Realistic medicine is a movement which encourages clinicians to move towards a more pragmatic use of healthcare resources where a proposed intervention or investigation is considered against the effectiveness of non-intervention and non-investigation within a patient centred framework [26]. Perhaps a culture shift towards a greater acceptance by clinicians of individual risk, being honest with our patients in terms of all possible outcomes of care as well as the limitations of healthcare resources at our disposal could dissuade reflexive thinking.
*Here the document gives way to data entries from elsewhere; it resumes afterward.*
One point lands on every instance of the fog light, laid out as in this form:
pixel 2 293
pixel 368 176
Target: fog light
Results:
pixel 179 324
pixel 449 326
Such a strategy would also reduce the levels of overinvestigation and overtreatment within the wider healthcare service.  

Cognitive biases within emergency medicine cannot be countered by awareness alone. Drivers of clinical bias in this setting are complex and multifactorial. Some cognitive biases may ultimately prove to be unmodifiable and shackled too tightly to hardwired human evolution. Yet, the systematic healthcare redesigns to try to address cognitive biases within emergency medicine are in theory both technologically and practically possible. It’s time for clinicians to become cognisant of our own cognition.